7. Il résulte de ces dispositions que l'inscription de l'identité d'un ressortissant étranger aux fins de non-admission dans le système d'information Schengen (SIS) est l'un des effets induits par l'adoption à son égard d'une décision préfectorale d'interdiction de retour sur le territoire français. Ainsi, en signalant l'étranger aux fins de non-admission dans le système d'information Schengen, le préfet ne procède à l'adoption d'aucun acte décisoire susceptible de faire l'objet d'un recours en annulation. Par suite, les conclusions susvisées, qui tendent à l'annulation d'une décision matériellement inexistante, sont dépourvues d'objet. Elles sont, dès lors, irrecevables, et doivent, par suite, être rejetées.

Sur les conclusions à fin d'injonction :

8. Aux termes de l'article L. 911-1 du code de justice administrative : " Lorsque sa décision implique nécessairement qu'une personne morale de droit public ou un organisme de droit privé chargé de la gestion d'un service public prenne une mesure d'exécution dans un sens déterminé, la juridiction, saisie de conclusions en ce sens, prescrit, par la même décision, cette mesure assortie, le cas échéant, d'un délai d'exécution. / La juridiction peut également prescrire d'office cette mesure. " L'article L. 911-2 du même code dispose : " Lorsque sa décision implique nécessairement qu'une personne morale de droit public ou un organisme de droit privé chargé de la gestion d'un service public prenne à nouveau une décision après une nouvelle instruction, la juridiction, saisie de conclusions en ce sens, prescrit, par la même décision juridictionnelle, que cette nouvelle décision doit intervenir dans un délai déterminé. / La juridiction peut également prescrire d'office l'intervention de cette nouvelle décision. "
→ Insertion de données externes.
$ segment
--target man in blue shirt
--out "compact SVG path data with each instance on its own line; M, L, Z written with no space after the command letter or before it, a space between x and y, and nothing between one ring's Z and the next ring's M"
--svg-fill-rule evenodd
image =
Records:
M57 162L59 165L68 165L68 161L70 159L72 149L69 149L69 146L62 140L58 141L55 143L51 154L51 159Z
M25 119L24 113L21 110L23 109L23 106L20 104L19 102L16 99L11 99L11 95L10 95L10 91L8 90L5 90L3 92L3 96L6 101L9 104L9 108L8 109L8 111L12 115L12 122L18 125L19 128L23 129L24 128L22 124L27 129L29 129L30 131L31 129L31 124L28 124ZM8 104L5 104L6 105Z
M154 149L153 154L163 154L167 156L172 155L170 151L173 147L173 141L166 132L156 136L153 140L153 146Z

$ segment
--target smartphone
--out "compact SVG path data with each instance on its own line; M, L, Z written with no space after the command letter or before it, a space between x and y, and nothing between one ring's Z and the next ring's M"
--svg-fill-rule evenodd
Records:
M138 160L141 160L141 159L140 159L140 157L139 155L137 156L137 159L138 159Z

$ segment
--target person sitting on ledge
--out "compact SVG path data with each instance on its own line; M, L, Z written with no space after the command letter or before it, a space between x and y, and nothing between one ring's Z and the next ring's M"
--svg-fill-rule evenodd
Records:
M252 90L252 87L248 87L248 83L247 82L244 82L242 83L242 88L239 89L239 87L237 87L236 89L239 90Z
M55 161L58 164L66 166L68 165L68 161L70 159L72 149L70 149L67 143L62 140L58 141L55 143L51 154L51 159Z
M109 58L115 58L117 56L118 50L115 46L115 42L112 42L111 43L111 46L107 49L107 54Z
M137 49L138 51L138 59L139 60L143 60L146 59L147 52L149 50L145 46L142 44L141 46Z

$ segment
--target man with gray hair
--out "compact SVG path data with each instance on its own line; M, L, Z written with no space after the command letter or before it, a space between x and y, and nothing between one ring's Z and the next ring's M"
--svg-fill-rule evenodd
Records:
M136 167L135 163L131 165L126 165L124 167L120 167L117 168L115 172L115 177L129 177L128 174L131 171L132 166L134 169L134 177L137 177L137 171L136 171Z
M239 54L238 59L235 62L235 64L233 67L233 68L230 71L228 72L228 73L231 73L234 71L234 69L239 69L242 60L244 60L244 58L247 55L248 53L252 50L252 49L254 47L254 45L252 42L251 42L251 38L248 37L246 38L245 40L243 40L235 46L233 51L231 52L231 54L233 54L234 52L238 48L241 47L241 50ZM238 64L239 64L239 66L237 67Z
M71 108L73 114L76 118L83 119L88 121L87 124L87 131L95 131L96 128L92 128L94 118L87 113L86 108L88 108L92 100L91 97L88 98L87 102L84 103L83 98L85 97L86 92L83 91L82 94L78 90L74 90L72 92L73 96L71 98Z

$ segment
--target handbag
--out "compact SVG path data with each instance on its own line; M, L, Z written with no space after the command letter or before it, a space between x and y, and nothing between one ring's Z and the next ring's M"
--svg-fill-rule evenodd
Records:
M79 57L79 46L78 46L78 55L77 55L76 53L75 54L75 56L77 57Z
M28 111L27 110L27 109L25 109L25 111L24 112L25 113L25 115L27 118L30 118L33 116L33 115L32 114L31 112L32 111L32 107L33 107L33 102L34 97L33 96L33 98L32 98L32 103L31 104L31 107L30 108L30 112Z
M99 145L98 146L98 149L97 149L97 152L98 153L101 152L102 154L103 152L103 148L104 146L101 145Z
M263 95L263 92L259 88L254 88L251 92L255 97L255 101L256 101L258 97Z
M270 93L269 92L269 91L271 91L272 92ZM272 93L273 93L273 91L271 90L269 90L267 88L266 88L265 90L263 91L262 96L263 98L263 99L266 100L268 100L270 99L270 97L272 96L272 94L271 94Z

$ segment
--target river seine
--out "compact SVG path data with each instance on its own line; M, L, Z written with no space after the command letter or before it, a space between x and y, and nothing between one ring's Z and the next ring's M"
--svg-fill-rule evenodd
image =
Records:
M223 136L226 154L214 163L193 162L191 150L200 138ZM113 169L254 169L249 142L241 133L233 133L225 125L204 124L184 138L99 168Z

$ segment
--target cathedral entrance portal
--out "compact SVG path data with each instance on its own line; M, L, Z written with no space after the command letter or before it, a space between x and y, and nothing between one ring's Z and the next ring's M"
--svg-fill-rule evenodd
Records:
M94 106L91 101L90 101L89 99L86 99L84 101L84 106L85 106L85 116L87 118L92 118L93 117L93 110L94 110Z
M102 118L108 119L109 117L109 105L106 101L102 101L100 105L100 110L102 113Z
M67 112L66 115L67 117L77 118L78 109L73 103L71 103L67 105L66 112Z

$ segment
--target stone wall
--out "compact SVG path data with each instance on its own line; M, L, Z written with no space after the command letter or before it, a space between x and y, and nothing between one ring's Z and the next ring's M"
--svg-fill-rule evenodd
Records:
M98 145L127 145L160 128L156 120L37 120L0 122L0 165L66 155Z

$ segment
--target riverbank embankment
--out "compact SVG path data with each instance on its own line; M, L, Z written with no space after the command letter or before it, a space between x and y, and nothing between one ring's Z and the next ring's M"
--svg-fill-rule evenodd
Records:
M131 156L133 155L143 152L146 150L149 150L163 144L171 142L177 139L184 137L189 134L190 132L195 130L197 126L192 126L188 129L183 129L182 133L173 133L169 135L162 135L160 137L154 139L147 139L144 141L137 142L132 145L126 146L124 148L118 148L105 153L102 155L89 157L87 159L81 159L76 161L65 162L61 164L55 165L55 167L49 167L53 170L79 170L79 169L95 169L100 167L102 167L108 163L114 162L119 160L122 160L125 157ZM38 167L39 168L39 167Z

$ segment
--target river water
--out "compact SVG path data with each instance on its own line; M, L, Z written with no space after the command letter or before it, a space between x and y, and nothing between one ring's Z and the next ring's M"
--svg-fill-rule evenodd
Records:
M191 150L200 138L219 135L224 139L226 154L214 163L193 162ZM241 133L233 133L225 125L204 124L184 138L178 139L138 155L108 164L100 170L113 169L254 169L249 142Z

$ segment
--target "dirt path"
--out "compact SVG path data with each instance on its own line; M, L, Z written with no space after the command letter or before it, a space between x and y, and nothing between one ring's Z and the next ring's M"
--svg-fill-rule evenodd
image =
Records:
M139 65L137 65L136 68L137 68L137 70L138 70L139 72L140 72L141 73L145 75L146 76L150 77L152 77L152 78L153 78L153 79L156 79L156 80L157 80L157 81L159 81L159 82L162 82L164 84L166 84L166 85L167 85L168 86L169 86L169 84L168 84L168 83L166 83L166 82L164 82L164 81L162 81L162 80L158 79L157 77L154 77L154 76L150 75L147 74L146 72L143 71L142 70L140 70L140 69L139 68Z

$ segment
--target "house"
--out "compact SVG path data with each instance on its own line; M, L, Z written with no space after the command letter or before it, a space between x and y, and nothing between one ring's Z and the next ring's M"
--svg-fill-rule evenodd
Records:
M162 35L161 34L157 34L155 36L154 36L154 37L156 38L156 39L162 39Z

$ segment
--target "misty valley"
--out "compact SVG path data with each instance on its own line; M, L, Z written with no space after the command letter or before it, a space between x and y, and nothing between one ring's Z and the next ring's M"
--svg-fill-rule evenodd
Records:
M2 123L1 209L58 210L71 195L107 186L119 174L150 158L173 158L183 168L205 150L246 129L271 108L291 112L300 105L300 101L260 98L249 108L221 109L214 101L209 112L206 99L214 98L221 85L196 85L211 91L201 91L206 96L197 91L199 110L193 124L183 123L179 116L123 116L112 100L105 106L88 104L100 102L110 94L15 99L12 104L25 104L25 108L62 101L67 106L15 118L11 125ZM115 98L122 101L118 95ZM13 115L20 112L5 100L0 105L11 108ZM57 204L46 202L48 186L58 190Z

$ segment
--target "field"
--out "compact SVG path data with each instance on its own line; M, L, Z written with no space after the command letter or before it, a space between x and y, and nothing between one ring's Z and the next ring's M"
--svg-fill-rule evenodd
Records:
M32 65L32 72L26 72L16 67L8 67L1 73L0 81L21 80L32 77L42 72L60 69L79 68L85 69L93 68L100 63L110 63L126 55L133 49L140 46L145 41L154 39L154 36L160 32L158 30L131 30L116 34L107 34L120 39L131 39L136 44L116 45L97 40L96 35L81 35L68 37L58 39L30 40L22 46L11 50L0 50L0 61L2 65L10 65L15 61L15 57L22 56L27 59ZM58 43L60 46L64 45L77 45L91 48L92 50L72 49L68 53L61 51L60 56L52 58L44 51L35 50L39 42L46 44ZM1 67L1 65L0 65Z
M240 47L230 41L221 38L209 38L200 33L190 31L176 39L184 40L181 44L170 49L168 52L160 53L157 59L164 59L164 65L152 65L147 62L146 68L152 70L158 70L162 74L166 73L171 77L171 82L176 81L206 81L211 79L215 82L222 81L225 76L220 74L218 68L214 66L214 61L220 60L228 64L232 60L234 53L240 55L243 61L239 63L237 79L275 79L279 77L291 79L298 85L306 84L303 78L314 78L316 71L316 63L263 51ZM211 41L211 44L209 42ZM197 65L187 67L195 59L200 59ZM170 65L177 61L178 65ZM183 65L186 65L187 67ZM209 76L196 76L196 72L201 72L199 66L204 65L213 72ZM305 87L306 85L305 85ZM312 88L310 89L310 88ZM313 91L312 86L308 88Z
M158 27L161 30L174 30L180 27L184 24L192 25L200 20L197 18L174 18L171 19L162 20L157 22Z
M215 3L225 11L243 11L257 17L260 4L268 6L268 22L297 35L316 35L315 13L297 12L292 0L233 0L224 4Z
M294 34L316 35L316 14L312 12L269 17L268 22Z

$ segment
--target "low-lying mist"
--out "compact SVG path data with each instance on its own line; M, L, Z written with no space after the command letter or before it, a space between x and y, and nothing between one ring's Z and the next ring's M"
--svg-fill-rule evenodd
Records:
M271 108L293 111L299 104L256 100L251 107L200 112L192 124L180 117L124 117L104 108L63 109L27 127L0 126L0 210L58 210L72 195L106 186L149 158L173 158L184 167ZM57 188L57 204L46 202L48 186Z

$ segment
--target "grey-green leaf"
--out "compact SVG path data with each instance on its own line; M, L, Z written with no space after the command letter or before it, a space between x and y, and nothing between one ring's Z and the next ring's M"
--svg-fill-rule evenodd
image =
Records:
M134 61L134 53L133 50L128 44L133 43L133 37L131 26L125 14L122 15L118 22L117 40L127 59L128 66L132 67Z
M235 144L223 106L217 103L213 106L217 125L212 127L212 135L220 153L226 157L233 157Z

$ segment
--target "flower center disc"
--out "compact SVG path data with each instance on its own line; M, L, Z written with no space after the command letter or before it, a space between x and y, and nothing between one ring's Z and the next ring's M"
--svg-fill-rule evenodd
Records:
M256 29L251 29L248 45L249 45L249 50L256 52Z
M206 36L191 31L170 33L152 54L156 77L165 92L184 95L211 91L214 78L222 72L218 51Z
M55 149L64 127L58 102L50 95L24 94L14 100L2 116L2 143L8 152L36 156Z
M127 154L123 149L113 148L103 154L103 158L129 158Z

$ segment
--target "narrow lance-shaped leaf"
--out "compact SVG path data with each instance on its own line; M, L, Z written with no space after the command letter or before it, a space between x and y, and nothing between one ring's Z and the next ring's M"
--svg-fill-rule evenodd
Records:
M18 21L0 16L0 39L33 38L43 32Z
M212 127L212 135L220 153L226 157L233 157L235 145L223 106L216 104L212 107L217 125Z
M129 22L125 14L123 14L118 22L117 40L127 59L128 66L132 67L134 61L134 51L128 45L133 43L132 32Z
9. Le motif d'annulation de la décision litigieuse n'implique pas que le préfet des Hauts-de-Seine délivre à Mme B le titre de séjour sollicité, mais seulement qu'il réexamine sa demande. Dans les circonstances de l'espèce, il y a lieu d'enjoindre au préfet, sur le fondement de l'article L. 911-2 du code de justice administrative de procéder à ce réexamen de la demande de Mme B dans un délai de deux mois à compter de la notification du présent jugement.

Sur les conclusions relatives aux frais non compris dans les dépens :

10. Mme B étant admise à l'aide juridictionnelle, son avocate peut se prévaloir des dispositions de l'article 37 de la loi du 10 juillet 1991. Il y a lieu, dans les circonstances de l'espèce, de mettre à la charge de l'Etat le versement à Me Le Goff de la somme de 1 200 euros au titre des frais non compris dans les dépens

D E C I D E :

Article 1er : L'arrêté du 23 juin 2021 est annulé.

Article 2 : Il est enjoint au préfet des Hauts-de-Seine de procéder au réexamen de la demande de titre de séjour de Mme B dans un délai de deux mois à compter de la notification du jugement.

Article 3 : l'Etat versera à Me Carine Le Goff, avocate de Mme B, une somme de 1200 euros en application des dispositions du deuxième alinéa de l'article 37 de la loi du 10 juillet 1991.

Article 4 : Le présent jugement sera notifié à Mme B, au préfet des Hauts-de-Seine et à Me Le Goff.

Délibéré après l'audience du 14 février 2023 à laquelle siégeaient :

M. Thierry, président,

M. Louvel, premier conseiller,

M. Baude, premier conseiller,

.

Rendu public par mise à disposition au greffe le 7 mars 2023.

Le rapporteur,

F.-E. Baude Le président,

P. Thierry

La greffière,

S. Le Gueux

La République mande et ordonne au préfet des Hauts-de-Seine en ce qui le concerne ou à tous commissaires de justice à ce requis en ce qui concerne les voies de droit commun contre les parties privées, de pourvoir à l'exécution de la présente décision.